Maybe a bit of beginner's question, but my mind is really stuck.
I have a dataframe with certain values in a column called x, split into two groups.
x group
1 1.7 a
2 0 b
3 2.3 b
4 2.7 b
5 8.6 a
6 5.4 b
7 4.2 a
8 5.7 b
My purpose is for each row, to count how many rows of the other group have a value greater than the current one. So to make it more clear, for the first row (group a) I am looking to find how many rows of group b are greater than 1.7 (the answer is 4). The end result should look like :
x group result
1 1.7 a 4
2 0 b 3
3 2.3 b 2
4 2.7 b 2
5 8.6 a 0
6 5.4 b 1
7 4.2 a 2
8 5.7 b 1
I have several rows in the dataframe, so ideally I would also like a relatively fast solution.
CodePudding user response:
Use np.searchsorted:
df['result'] = 0
a = df.loc[df['group'] == 'a', 'x']
b = df.loc[df['group'] == 'b', 'x']
df.loc[a.index, 'result'] = len(b) - np.searchsorted(np.sort(b), a)

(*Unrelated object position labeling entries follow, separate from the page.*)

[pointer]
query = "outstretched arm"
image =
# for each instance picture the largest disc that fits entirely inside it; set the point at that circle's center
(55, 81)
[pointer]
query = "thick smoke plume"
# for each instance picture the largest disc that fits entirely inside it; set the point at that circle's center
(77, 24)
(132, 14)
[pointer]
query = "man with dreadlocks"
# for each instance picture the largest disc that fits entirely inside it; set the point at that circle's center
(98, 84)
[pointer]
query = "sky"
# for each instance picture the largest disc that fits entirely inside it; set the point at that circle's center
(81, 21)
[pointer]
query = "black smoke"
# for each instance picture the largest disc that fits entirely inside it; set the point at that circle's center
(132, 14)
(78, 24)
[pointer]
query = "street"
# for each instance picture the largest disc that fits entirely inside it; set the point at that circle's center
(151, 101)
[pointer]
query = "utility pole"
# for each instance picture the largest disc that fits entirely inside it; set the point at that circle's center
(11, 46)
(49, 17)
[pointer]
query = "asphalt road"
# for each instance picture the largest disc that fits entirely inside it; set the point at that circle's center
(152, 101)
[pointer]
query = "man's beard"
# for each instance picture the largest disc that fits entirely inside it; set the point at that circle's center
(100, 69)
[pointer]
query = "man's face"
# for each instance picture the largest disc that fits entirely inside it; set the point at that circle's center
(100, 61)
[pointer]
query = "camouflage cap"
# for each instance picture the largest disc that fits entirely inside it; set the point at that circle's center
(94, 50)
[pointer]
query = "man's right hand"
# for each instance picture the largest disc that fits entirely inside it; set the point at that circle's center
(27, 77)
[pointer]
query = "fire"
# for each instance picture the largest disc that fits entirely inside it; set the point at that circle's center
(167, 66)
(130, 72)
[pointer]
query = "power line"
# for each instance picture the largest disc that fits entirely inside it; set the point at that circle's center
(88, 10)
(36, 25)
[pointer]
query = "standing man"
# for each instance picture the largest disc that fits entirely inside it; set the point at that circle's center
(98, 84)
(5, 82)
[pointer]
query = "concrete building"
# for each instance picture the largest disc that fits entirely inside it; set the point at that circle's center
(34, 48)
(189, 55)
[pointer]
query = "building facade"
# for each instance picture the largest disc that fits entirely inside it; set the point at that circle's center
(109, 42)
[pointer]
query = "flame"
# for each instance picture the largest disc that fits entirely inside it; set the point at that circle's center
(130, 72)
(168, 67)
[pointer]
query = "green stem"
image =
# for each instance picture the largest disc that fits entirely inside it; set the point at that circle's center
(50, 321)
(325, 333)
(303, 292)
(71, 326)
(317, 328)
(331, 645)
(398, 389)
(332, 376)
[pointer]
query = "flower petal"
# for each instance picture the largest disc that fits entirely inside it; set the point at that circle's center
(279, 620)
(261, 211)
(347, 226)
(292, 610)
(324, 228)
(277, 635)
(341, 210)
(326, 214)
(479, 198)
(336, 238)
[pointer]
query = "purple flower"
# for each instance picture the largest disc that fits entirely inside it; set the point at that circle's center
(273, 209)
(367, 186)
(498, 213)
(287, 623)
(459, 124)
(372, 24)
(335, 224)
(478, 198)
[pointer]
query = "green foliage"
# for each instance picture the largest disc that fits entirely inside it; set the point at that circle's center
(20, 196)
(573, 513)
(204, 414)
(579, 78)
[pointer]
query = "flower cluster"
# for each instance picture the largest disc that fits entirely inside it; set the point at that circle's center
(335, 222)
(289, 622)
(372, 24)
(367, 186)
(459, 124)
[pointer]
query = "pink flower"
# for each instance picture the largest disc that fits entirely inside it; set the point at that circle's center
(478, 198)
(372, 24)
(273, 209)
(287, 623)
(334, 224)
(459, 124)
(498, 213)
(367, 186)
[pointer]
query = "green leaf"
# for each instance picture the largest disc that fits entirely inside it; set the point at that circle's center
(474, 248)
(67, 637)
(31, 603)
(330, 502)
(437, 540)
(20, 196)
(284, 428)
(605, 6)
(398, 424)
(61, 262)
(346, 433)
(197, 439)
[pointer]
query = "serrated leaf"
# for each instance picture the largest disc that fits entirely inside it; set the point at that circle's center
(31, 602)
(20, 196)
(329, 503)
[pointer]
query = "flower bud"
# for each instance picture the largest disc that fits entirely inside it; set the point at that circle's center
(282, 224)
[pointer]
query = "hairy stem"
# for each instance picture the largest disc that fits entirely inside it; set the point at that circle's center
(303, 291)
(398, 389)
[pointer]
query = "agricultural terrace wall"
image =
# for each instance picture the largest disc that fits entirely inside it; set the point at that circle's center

df.loc[b.index, 'result'] = len(a) - np.searchsorted(np.sort(a), b)
Output:
>>> df
x group result
1 1.7 a 4
2 0.0 b 3
3 2.3 b 2
4 2.7 b 2
5 8.6 a 0
6 5.4 b 1
7 4.2 a 2
8 5.7 b 1
Performance for 130K records
>>> %%timeit
a = df.loc[df['group'] == 'a', 'x']
b = df.loc[df['group'] == 'b', 'x']
len(b) - np.searchsorted(np.sort(b), a)
len(a) - np.searchsorted(np.sort(a), b)
31.8 ms ± 319 µs per loop (mean ± std. dev. of 7 runs, 10 loops each)
Setup:
N = 130000
df = pd.DataFrame({'x': np.random.randint(1, 1000, N),
'group': np.random.choice(['a', 'b'], N, p=(0.7, 0.3))})
CodePudding user response:
Here is one way. Based on ranking in descending order the x values per group, and merge_asof df with itself, after exchanging the group name to merge a with the ranked values in b, vice versa.
# needed for the merge_asof
df = df.sort_values('x')
res = (
pd.merge_asof(
df.reset_index(), # to keep original index order
df.assign(
# to compare a with b in the merge
group = df['group'].map({'a':'b', 'b':'a'}),
# rank descending to get the number of number above current number
result = df.groupby('group')['x'].rank(ascending=False)),
by='group', # same group first, knowing you exchange groups in second df
on='x', direction='forward') # look forward on x to get the rank
# complete the result column
.fillna({'result':0})
.astype({'result':int})
# for cosmetic
.set_index('index')
.rename_axis(None)
.sort_index()
)
print(res)
# x group result
# 1 1.7 a 4
# 2 0.0 b 3
# 3 2.3 b 2
# 4 2.7 b 2
# 5 8.6 a 0
# 6 5.4 b 1
# 7 4.2 a 2
# 8 5.7 b 1
CodePudding user response:
You can sort the values and use masks to cumsum per the other group:
df2 = df.sort_values(by='x', ascending=False)
m = df2['group'].eq('a')
df['result'] = m.cumsum().mask(m).fillna((~m).cumsum().where(m)).astype(int)
Output:
x group result
1 1.7 a 4
2 0.0 b 3
3 2.3 b 2
4 2.7 b 2
5 8.6 a 0
6 5.4 b 1
7 4.2 a 2
8 5.7 b 1
CodePudding user response:
A quick solution is to use pandas' DataFrame.apply method.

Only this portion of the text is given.